Sukanto Sinha, Elan Pharmaceuticals. Discovery of BACE, A Disease-Modifying Target for Alzheimer’s Disease (AD)
Understanding of AD has been increased over the last 15 years, yet its etiology remains unclear. Events leading to the formation of extracellular amyloid plaques play a key role in AD. Identification of the main biochemical players in amyloid peptide (Aβ) formation, especially BACE, and development of transgenic models exhibiting progressive disease pathology allow for validation of therapeutic approaches and for the reversal/slowing of disease pathology.
Martin Citron, Amgen, Inc.
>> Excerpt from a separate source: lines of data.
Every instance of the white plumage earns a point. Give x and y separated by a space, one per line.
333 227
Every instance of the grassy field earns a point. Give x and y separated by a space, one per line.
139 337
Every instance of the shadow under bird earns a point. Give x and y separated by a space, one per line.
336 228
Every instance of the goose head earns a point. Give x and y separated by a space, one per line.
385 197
Secretase Inhibition and Other Anti-Amyloid Approaches for the Treatment of AD
Therapeutic approaches in the β-amyloid pathway range, from blocking production of Aβ42 with β- and γ-secretase inhibitors to efforts targeting existing plaques to immunotherapeutic strategies that may clear both monomers and mature deposits. Progress in BACE1 biology and improved understanding of γ-secretase continue to affect secretase inhibitor development.
Jeffrey S. Nye, Johnson & Johnson. NSAIDs: Mechanism of Modulating the γ-Secretase in AD
Drugs that modulate the γ-secretase to reduce Aβ(1-42) production but not the function of Notch, ErbB4, or other substrates would have advantages over classical γ-secretase inhibitors for Alzheimer’s disease therapeutics. We present data suggesting that the mechanism of action for NSAID-like modulators of the γ-secretase involves selective action at γ-site cleavages with relative sparing of ε-site cleavages for any substrate (see also ARF related news story).
Rudolph Tanzi, Massachusetts General Hospital. Alzheimer’s Disease: Genetic Clues for Novel Therapies
Alzheimer’s disease (AD) is an age-related neurodegenerative disease with complex inheritance. Genetic findings to date have prompted clinical trials aimed at curbing the production or enhancing the clearance of Aβ. The continuing identification of novel AD genes will ultimately allow for reliable prediction of AD risk and the development of novel strategies for treatment and prevention.
Dora Kovacs, Massachusetts General Hospital. Anti-Amyloid Approaches in AD-Based Intracellular Cholesterol Levels and Trafficking
Mounting evidence suggests a role for cholesterol metabolism in Aβ generation. Even fine imbalances in intracellular cholesterol distribution to lipid rafts, the Niemann-Pick C1 compartment, and cholesteryl-ester droplets can trigger major changes in Aβ production. ACAT inhibitors decrease cholesteryl-ester generation while also reducing amyloid plaque pathology in transgenic mouse models of AD.